5570 Background: Hyperthermic intraperitoneal chemotherapy (HIPEC) with cisplatin confers a survival benefit in epithelial ovarian cancer (EOC). Unfortunately, cisplatin is associated with significant renal toxicities. Sodium thiosulfate (ST) has been suggested as a nephroprotectant for patients undergoing HIPEC with cisplatin.

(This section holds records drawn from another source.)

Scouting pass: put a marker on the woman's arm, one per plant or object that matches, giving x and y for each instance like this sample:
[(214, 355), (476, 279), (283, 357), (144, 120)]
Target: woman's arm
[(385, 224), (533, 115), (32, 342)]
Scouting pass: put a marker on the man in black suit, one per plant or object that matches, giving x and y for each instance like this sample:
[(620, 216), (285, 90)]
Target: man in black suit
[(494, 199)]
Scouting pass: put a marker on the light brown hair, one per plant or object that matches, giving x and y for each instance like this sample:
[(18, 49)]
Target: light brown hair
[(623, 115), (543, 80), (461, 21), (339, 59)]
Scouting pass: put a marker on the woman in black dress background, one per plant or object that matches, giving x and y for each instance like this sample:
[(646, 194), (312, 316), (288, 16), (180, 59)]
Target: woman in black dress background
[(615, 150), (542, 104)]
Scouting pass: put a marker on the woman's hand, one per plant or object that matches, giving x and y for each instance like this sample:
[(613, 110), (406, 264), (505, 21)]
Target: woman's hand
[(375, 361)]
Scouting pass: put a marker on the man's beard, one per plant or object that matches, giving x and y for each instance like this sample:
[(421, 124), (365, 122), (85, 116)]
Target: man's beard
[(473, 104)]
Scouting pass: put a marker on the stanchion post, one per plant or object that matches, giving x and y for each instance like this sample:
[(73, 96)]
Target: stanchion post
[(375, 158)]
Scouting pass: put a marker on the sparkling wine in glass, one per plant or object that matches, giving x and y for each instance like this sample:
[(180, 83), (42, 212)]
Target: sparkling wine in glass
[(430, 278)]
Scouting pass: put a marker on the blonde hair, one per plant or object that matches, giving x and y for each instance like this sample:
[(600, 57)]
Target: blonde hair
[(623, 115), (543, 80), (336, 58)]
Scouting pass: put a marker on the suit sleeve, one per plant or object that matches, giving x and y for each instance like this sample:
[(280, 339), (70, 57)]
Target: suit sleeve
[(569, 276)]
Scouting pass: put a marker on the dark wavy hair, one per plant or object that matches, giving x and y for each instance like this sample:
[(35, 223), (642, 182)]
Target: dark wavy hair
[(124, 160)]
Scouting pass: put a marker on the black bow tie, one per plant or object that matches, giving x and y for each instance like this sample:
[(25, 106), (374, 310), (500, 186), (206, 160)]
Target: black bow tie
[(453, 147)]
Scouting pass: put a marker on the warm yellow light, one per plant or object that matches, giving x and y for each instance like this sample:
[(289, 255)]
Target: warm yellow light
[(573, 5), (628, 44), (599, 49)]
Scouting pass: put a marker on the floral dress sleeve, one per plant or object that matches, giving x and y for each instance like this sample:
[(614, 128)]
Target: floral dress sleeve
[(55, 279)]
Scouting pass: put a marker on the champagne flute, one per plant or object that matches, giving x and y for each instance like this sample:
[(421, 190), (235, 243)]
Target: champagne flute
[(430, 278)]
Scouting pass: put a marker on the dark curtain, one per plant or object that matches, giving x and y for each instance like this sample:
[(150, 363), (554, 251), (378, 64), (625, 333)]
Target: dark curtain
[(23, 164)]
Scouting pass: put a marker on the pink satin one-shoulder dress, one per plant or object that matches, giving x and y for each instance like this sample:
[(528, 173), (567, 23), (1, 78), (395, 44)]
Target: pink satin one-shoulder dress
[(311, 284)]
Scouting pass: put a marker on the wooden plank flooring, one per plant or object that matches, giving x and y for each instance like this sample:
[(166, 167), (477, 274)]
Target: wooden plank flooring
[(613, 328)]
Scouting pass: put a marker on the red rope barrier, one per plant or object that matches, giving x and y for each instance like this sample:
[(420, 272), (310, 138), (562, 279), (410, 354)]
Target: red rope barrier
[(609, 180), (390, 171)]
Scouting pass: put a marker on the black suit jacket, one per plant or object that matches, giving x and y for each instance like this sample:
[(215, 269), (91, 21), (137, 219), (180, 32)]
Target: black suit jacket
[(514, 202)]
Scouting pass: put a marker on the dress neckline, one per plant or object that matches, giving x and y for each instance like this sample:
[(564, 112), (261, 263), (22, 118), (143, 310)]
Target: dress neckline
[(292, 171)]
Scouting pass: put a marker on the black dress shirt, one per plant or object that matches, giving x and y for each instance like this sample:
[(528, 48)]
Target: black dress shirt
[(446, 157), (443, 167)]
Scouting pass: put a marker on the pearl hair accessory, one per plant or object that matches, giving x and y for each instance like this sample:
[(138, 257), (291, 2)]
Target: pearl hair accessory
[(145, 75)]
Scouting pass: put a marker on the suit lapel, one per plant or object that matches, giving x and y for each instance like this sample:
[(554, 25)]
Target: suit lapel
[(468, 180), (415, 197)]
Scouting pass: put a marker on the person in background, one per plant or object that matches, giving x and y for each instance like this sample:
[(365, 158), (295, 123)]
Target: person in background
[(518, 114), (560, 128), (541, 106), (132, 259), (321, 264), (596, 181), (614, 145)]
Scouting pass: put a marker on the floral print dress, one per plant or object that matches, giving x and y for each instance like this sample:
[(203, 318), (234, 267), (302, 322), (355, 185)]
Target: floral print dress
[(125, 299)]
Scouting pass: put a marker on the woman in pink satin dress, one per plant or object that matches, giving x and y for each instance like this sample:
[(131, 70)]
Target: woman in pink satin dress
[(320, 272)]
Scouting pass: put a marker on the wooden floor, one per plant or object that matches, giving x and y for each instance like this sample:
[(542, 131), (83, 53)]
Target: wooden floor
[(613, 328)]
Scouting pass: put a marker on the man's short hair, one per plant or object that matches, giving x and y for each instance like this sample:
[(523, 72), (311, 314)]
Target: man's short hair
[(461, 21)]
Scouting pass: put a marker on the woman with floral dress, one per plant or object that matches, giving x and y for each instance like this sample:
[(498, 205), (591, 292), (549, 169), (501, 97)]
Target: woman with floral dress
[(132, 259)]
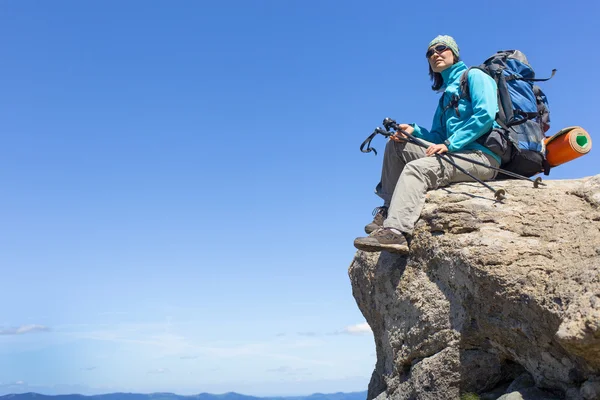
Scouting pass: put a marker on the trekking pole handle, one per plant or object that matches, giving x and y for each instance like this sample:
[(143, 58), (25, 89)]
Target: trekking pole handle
[(499, 194)]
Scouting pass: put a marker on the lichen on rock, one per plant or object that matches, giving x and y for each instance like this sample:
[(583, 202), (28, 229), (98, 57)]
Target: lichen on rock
[(488, 292)]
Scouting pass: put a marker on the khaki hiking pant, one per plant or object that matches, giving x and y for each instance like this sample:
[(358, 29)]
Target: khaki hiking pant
[(408, 173)]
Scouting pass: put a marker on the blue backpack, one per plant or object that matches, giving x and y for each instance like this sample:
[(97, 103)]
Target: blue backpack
[(523, 114)]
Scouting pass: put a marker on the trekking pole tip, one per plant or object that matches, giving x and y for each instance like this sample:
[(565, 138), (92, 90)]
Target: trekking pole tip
[(500, 194)]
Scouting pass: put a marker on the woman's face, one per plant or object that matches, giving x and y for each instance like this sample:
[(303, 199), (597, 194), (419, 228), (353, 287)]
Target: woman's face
[(440, 60)]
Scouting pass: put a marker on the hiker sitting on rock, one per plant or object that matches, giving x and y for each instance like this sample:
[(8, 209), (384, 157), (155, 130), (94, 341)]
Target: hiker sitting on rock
[(409, 170)]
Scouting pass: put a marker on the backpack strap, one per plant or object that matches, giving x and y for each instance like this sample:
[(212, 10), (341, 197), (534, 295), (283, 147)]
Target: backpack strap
[(512, 77)]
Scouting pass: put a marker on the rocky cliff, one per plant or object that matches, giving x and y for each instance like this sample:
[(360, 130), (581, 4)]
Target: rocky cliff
[(495, 299)]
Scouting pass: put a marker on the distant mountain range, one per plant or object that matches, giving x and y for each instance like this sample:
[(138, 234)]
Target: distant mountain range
[(171, 396)]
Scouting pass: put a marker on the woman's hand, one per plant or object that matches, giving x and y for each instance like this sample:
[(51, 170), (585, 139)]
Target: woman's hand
[(401, 137), (436, 149)]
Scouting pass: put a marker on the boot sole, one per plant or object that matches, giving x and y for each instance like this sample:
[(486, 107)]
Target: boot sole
[(371, 228)]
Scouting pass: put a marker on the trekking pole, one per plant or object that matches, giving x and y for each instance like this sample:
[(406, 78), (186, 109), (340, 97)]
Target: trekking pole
[(536, 182), (499, 194)]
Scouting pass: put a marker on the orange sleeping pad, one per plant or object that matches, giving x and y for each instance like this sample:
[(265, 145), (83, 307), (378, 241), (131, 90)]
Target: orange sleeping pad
[(567, 145)]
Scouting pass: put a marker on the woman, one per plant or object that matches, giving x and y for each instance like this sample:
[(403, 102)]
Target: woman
[(410, 170)]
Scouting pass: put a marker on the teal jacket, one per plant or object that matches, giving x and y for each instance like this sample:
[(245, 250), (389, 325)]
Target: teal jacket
[(460, 130)]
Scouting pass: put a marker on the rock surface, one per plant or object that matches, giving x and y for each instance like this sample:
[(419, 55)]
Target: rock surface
[(489, 291)]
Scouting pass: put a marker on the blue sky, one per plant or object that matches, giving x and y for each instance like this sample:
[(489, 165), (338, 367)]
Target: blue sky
[(182, 181)]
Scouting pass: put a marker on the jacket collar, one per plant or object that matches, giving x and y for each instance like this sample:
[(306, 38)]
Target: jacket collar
[(453, 72)]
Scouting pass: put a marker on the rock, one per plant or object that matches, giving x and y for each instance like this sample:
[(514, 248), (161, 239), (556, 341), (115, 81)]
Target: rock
[(590, 390), (524, 381), (528, 394), (489, 290)]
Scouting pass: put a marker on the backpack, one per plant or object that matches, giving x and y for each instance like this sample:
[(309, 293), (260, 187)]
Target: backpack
[(523, 114)]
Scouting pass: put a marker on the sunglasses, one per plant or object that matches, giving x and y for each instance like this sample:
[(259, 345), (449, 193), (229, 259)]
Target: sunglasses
[(439, 49)]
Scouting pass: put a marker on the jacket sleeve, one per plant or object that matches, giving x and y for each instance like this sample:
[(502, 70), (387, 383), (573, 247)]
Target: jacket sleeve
[(435, 135), (484, 101)]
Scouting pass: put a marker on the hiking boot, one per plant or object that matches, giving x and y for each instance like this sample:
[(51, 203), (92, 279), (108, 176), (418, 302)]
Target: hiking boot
[(383, 239), (380, 214)]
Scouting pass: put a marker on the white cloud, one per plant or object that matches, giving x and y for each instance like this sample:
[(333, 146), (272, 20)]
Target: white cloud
[(24, 329), (359, 329), (158, 371)]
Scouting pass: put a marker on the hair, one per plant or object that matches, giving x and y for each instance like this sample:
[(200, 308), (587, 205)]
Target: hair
[(436, 77)]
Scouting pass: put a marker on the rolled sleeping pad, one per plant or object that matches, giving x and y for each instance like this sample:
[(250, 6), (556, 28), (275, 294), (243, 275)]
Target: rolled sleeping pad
[(568, 144)]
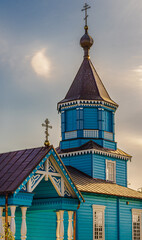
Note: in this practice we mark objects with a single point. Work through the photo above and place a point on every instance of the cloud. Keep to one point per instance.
(138, 69)
(40, 63)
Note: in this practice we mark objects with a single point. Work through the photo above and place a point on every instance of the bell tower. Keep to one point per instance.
(87, 111)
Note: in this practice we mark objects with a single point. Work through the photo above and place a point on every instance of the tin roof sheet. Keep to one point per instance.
(16, 166)
(85, 183)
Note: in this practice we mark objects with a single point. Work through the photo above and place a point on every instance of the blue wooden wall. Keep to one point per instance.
(41, 224)
(99, 169)
(95, 165)
(81, 162)
(114, 230)
(45, 189)
(89, 118)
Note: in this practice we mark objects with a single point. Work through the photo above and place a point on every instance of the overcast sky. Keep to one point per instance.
(40, 56)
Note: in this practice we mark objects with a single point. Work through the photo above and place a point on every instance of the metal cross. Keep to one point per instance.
(85, 7)
(46, 125)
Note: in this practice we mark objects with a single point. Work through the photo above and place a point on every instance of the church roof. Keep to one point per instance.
(87, 85)
(16, 166)
(85, 183)
(91, 145)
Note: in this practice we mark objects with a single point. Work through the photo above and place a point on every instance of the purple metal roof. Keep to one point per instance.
(87, 85)
(16, 166)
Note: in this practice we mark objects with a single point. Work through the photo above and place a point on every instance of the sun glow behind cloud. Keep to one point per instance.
(40, 63)
(138, 71)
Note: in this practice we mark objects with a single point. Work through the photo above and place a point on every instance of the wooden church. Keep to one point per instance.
(77, 191)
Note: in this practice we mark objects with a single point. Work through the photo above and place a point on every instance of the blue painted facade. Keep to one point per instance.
(82, 123)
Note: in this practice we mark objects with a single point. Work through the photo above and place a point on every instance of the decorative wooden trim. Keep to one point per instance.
(70, 225)
(85, 103)
(82, 152)
(51, 166)
(74, 226)
(23, 225)
(1, 223)
(12, 222)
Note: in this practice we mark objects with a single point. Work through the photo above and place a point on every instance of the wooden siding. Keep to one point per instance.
(81, 162)
(126, 217)
(85, 217)
(90, 118)
(99, 169)
(40, 224)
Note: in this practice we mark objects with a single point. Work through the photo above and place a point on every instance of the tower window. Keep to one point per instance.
(108, 121)
(110, 170)
(136, 224)
(98, 222)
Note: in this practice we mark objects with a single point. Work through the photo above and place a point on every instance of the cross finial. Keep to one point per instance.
(47, 126)
(85, 7)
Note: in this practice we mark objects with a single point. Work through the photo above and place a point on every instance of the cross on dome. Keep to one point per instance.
(85, 8)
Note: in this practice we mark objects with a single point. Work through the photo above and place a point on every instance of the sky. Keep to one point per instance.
(40, 56)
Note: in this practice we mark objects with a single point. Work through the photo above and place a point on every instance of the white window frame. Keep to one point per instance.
(101, 209)
(137, 212)
(114, 170)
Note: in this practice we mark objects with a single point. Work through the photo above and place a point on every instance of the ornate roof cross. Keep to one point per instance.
(85, 7)
(47, 126)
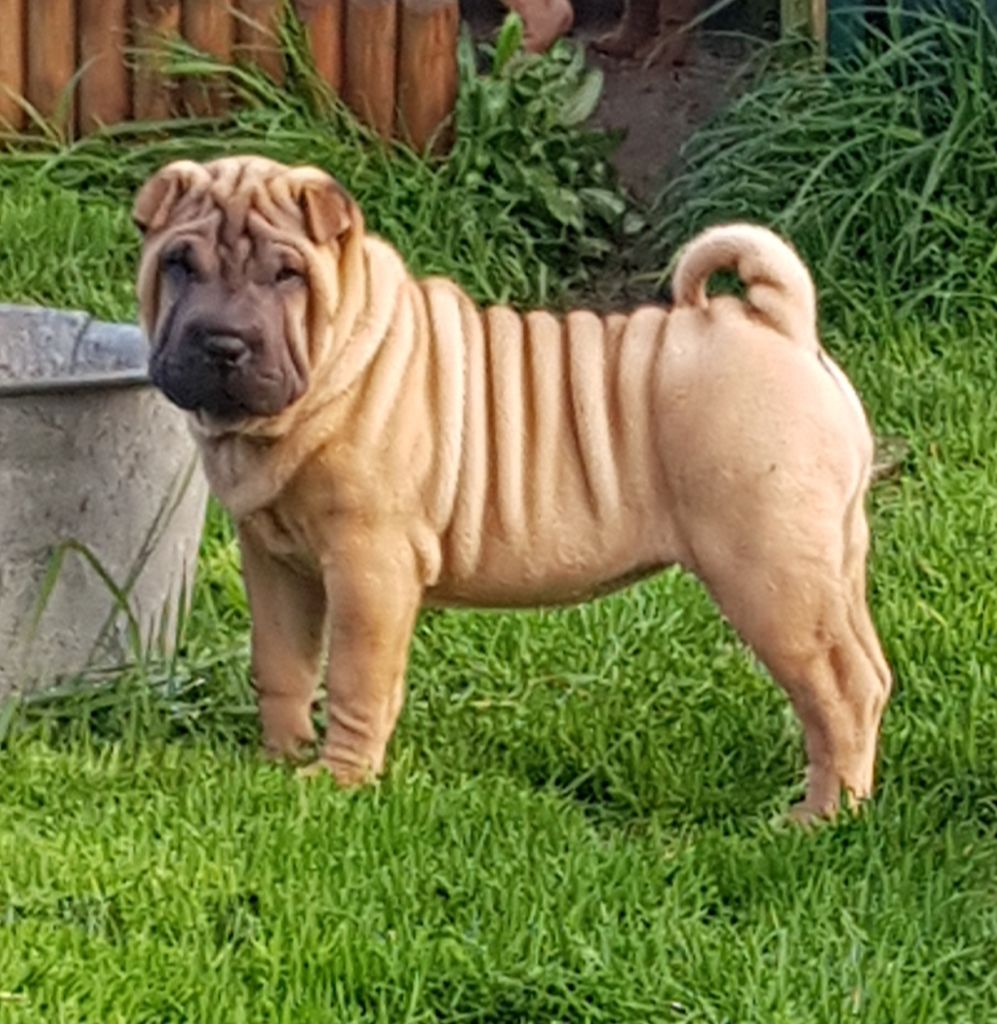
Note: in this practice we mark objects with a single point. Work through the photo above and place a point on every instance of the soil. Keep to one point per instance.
(657, 107)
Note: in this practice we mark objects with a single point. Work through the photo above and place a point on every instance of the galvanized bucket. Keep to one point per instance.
(101, 501)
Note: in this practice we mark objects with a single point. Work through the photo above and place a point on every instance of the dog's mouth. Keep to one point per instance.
(226, 391)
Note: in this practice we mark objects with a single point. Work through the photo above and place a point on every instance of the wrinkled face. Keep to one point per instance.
(237, 255)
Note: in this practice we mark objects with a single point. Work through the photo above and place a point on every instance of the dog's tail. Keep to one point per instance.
(780, 290)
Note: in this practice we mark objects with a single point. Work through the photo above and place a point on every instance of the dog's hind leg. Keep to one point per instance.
(799, 602)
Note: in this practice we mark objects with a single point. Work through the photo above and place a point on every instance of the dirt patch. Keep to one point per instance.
(657, 107)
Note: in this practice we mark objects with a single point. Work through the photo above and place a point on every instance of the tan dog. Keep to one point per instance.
(384, 443)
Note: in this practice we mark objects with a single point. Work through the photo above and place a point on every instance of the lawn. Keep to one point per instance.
(581, 816)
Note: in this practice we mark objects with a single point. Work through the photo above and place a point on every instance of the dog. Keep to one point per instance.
(384, 443)
(654, 30)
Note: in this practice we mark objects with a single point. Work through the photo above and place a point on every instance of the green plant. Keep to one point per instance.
(521, 210)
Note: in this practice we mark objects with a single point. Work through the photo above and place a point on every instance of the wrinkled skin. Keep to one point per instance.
(229, 325)
(383, 443)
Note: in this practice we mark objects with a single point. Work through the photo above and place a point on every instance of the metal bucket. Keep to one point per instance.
(101, 501)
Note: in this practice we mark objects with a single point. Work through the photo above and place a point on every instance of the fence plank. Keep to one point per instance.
(51, 56)
(12, 67)
(257, 35)
(103, 86)
(207, 25)
(372, 36)
(153, 22)
(808, 17)
(427, 69)
(323, 19)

Methods: A feasibility trial ( ClinicalTrials.gov: NCT01970722) evaluated safety outcomes of HIPEC with cisplatin 75 mg/m2 during optimal cytoreductive surgery (CRS) in patients with EOC and endometrial cancer (n = 40), with or without ST. Twenty-one patients received no sodium-thiosulfate (nST group), and nineteen patients received sodium thiosulfate (ST group). Toxicities were reported according to CTCAE v. 5. Progression-free survival was followed. Normal tissue biopsies were collected intra-operatively immediately following HIPEC and cisplatin exposure in a subset of patients (n = 21), and profiled with transcriptomic sequencing to identify RNAseq signatures correlating with toxicities. Hierarchical cluster analyses identified distinct transcriptomic signatures in post-HIPEC normal samples of patients with renal AEs (rAEs) compared to no renal AEs (nrAEs). KEGG pathway analysis identified up- or downregulated gene sets using GSEA. Results: Forty patients had HIPEC at time of optimal CRS. Renal toxicities were higher in the nST group (no sodium thiosulfate) compared to the ST group. nST patients had 17% any grade, and 9% Grade 3 AEs for acute and chronic kidney injuries. In contrast, ST patients suffered 0% renal AEs. rAE patients demonstrated upregulation of immune signaling pathways (Toll-like receptor, Natural killer cell, Nod-like receptor); and downregulation of metabolic pathways. Top upregulated genes in rAE patients included immune (e.g. neutrophil) related genes, while downregulated genes included metabolism genes. Kaplan-Meier curves demonstrated improved PFS in primary ovarian cancer patients undergoing HIPEC who were treated with ST vs no ST (p = 0.04, NR vs 13.4 mo). Conclusions: HIPEC with cisplatin results in significant renal toxicities. The mechanisms of cisplatin-induced nephrotoxicity in HIPEC are immune-related and reflect reduced metabolism. Sodium thiosulfate abrogated renal toxicities and did not decrease PFS. Clinical trial information: NCT01970722.